SST abstracts a lot away from us, as it will not only create our Lambda function but will also take care of creating an HTTP API Gateway and enabling CORS.

What we can see in the definition is, that we'll also

  • allow our functions to talk to the Bedrock service via additional permissions.

  • allow our functions to write to our DynamoDB tables that we have created beforehand. Providing constructs via bind to another construct will automatically provision the necessary permissions.

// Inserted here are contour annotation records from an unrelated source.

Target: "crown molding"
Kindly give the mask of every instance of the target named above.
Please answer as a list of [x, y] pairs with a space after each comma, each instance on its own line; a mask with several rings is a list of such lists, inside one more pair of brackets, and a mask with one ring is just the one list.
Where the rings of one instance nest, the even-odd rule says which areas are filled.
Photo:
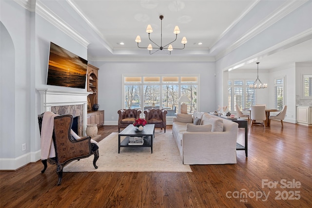
[[310, 28], [272, 47], [268, 48], [261, 52], [255, 54], [238, 62], [232, 64], [226, 68], [223, 69], [223, 71], [228, 70], [230, 71], [233, 70], [246, 64], [255, 62], [263, 57], [275, 54], [278, 51], [285, 50], [311, 39], [312, 39], [312, 28]]
[[36, 0], [14, 0], [14, 1], [20, 4], [24, 8], [31, 12], [35, 12], [36, 11]]
[[224, 31], [223, 31], [223, 32], [220, 35], [217, 40], [214, 43], [213, 43], [210, 46], [210, 47], [209, 47], [209, 48], [210, 49], [211, 52], [213, 52], [217, 47], [217, 46], [216, 46], [216, 44], [217, 44], [217, 43], [220, 41], [221, 39], [224, 37], [224, 36], [227, 34], [231, 31], [231, 30], [232, 30], [232, 28], [233, 28], [233, 27], [235, 26], [235, 25], [236, 25], [238, 22], [239, 22], [239, 21], [241, 20], [242, 19], [243, 19], [243, 18], [244, 18], [244, 17], [247, 14], [248, 14], [248, 13], [249, 13], [249, 12], [250, 12], [250, 11], [255, 6], [255, 5], [260, 1], [260, 0], [255, 0], [254, 3], [247, 9], [246, 9], [246, 11], [245, 11], [244, 13], [240, 15], [240, 17], [238, 17], [238, 18], [234, 21], [233, 22], [232, 22], [232, 23], [229, 27], [228, 27], [228, 28], [226, 28], [225, 30], [224, 30]]
[[92, 61], [103, 61], [105, 62], [214, 62], [215, 61], [214, 57], [207, 56], [161, 56], [161, 57], [146, 57], [142, 56], [138, 57], [132, 56], [121, 57], [115, 56], [113, 57], [88, 57], [88, 60]]
[[73, 29], [72, 27], [65, 22], [61, 18], [45, 6], [41, 1], [37, 0], [36, 7], [36, 12], [37, 14], [79, 43], [86, 48], [87, 48], [90, 43], [77, 31]]
[[113, 47], [111, 45], [110, 45], [108, 44], [108, 42], [105, 39], [105, 38], [104, 36], [103, 36], [103, 34], [101, 33], [101, 32], [98, 30], [98, 28], [95, 26], [93, 22], [90, 21], [86, 17], [86, 16], [83, 14], [82, 12], [81, 12], [77, 7], [76, 4], [74, 3], [74, 2], [72, 0], [67, 0], [67, 2], [68, 4], [74, 9], [75, 11], [77, 13], [78, 15], [79, 15], [80, 17], [84, 20], [84, 21], [88, 24], [88, 25], [94, 31], [96, 32], [96, 33], [99, 37], [101, 38], [102, 38], [102, 44], [103, 44], [103, 46], [106, 48], [106, 49], [110, 51], [111, 53], [113, 53]]
[[231, 46], [219, 53], [216, 56], [216, 60], [219, 60], [234, 50], [246, 43], [261, 32], [277, 22], [282, 18], [289, 15], [299, 7], [306, 3], [308, 0], [300, 1], [287, 1], [282, 6], [274, 11], [267, 18], [246, 32], [245, 35], [235, 41]]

  • passing the OPENAI_API_KEY secret to our function. SST will take care of storing the secret securely in the parameter store (SSM) of the Systems Manager service. The value will be fetched from SSM by the Lambda function when the cold start happens. We don't need to take care of anything else here!

What we can also see: the referenced Lambda functions can be found at packages/functions/src. They do not contain all the code, but also shared/common code that can be used across all of our functions from packages/core.

This includes for example the logic to read from and write to DynamoDB tables.

A New Frontend Application with Next.JS

Our backend part is ready to go. But we don't have any frontend for it yet!

Let's change that by creating a new Next.JS application inside our packages folder via pnpm create next-app. As the application name, we'll simply choose app.

Once you have completed the wizard, we need to connect our frontend to SST so that we're able to get into the benefits of the live development mode. This is done by adapting the dev script to the following command: sst bind next dev.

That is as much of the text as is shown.